Today it also is important for creative people, such as writers, to recruit sponsors
and patrons - not to help make a living but to promote their latest book in need of a boost
to climb up the best-selling lists.
To take the greatest advantage of the technology of the 21st Century a tool some authors
are turning to is Kickstarter. Kickstarter is a virtual place where authors, musicians, app
developers, inventors and others go to recruit people to support their creative project.
Based in New York City's Lower East Side, Kickstarter is a for-profit company that exists
to support creative projects (for a 5% fee against the funds collected) because they believe
creative projects make for a better world. Since starting in 2009, five million people have
pledged $826 million to fund 50,000 creative projects.
Project creators joining Kickstarter set a funding goal and deadline and if people like
your project, they donate money to support it. An author can use the money for publishing or
distribution costs, to upgrade a better distributor, or to pay for the costs of the book promoter
hired to give your book the push it needs.

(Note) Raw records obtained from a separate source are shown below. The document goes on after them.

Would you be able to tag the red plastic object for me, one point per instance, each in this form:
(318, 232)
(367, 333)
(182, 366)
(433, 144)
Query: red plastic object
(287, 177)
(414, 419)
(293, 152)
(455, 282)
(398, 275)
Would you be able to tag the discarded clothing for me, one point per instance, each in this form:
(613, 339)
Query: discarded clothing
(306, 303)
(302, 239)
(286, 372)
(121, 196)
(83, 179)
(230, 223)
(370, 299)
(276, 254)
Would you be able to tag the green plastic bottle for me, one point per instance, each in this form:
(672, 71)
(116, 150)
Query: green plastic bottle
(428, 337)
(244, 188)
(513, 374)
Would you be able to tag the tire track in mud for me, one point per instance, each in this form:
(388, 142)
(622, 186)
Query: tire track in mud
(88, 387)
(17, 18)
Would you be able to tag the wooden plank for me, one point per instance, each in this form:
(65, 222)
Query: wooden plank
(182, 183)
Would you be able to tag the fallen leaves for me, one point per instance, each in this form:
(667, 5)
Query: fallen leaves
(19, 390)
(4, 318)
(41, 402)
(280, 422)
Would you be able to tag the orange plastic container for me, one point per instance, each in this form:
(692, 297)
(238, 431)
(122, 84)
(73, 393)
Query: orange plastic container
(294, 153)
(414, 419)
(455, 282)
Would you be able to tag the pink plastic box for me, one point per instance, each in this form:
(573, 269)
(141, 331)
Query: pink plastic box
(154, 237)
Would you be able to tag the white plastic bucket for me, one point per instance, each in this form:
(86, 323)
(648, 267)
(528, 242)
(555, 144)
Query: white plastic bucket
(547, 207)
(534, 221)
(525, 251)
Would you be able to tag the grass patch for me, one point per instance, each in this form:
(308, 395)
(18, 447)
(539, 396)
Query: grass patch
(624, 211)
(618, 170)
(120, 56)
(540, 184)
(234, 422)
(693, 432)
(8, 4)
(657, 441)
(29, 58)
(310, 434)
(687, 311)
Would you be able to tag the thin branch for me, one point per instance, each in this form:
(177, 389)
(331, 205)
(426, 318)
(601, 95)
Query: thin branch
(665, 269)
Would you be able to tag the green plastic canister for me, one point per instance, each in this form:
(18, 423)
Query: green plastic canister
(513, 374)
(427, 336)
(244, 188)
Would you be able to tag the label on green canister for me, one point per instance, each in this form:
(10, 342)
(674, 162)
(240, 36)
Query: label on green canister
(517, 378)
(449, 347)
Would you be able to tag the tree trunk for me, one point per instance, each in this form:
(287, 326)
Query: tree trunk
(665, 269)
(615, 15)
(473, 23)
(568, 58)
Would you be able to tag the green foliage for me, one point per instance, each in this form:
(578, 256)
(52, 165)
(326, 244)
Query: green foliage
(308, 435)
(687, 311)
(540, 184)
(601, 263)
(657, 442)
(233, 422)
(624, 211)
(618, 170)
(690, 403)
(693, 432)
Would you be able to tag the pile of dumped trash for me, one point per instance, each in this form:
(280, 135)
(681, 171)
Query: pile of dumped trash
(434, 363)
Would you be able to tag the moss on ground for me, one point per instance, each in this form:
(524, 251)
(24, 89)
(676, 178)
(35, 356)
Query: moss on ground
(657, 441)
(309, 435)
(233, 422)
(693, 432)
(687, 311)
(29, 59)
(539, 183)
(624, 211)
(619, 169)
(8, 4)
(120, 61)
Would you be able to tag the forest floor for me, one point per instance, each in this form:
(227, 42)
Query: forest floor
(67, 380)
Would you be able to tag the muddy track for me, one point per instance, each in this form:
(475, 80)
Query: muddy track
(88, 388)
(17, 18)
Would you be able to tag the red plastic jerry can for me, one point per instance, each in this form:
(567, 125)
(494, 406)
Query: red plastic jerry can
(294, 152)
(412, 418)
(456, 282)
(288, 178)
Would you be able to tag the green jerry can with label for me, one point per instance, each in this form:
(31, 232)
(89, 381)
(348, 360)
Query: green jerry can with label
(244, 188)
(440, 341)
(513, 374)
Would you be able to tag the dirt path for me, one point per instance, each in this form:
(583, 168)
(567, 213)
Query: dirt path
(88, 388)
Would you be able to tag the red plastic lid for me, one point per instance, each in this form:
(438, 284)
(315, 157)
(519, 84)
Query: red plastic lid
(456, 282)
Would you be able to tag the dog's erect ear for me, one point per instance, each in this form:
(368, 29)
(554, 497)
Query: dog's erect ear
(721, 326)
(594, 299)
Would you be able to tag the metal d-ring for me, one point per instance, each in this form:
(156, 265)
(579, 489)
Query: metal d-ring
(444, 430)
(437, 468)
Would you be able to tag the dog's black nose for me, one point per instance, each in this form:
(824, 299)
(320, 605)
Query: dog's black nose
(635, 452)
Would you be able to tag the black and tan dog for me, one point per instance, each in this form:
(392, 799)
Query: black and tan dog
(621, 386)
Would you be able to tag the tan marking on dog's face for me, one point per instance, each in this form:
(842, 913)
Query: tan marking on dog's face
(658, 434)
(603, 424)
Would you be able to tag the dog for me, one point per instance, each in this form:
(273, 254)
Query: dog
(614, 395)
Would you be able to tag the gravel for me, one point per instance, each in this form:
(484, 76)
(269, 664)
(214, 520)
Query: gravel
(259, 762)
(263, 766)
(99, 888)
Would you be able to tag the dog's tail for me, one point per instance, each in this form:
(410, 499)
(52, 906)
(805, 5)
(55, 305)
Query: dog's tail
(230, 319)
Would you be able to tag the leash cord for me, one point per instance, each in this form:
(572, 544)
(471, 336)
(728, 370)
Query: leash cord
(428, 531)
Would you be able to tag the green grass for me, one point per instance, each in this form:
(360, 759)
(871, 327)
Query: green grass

One great thing an author can do is to give a free digital copy of his⁄her book to anyone
making a contribution. This is a great way to promote your book by getting it into the hands
of committed readers interested in your writings.
Kickstarter has an all-or-nothing policy that states you must reach your goal before
receiving any money. But don't let that be a concern because even if you don't receive a penny
you have the opportunity of placing your book into the hands of a few dozen or few hundred
more readers and that's a good thing.
While many authors have benefited from Kickstarter, a lot of the campaigns flat out failed,
especially when the creative person tried to run their own campaign without first researching
what works or without professional assistance.
As a book publicist I have been involved on both sides of a Kickstarter campaign and
have seen firsthand how authors have used the platform to attain the funds needed to publish
and promote a book. In one case one of my author clients funded a campaign to launch his book
into outer space on a balloon. I kid you not!
I have not had a single author share with me that the efforts put into Kickstarter were not
worth their time. In fact, all of them gained from enrolling in Kickstarter in some form or another.
Author Andrew Peterson of Nashville, TN, used Kickstarter to recruit almost 1,300 supporters
who pledged some $72,000 to support his book The Warden and the Wolf King, the fourth and final
volume of the award winning Wingfeather Saga. The minimum bid for each supporter was $1.
When Peterson filed his project with Kickstarter his goal was to raise $14,000 to issue
his latest book as a high-quality paperback and to deliver an early pre-release digital copy
in time for Christmas sales. The author also promised supporters if he exceeded the goal of
$14,000 he would add more illustrations to the book, if he exceeded $25,000 the book would
be published in hardback, and if he exceeded $35,000 an audiobook version would be made available.
All goals were met and exceeded.
In a video presentation Peterson explained where he was at in writing his book and what
his hopes were before introducing the illustrator who would be used if $14,000-plus were raised.
Peterson told listeners he always wanted to publish hardback but could not afford to and added
that he would personally narrate an audio-version.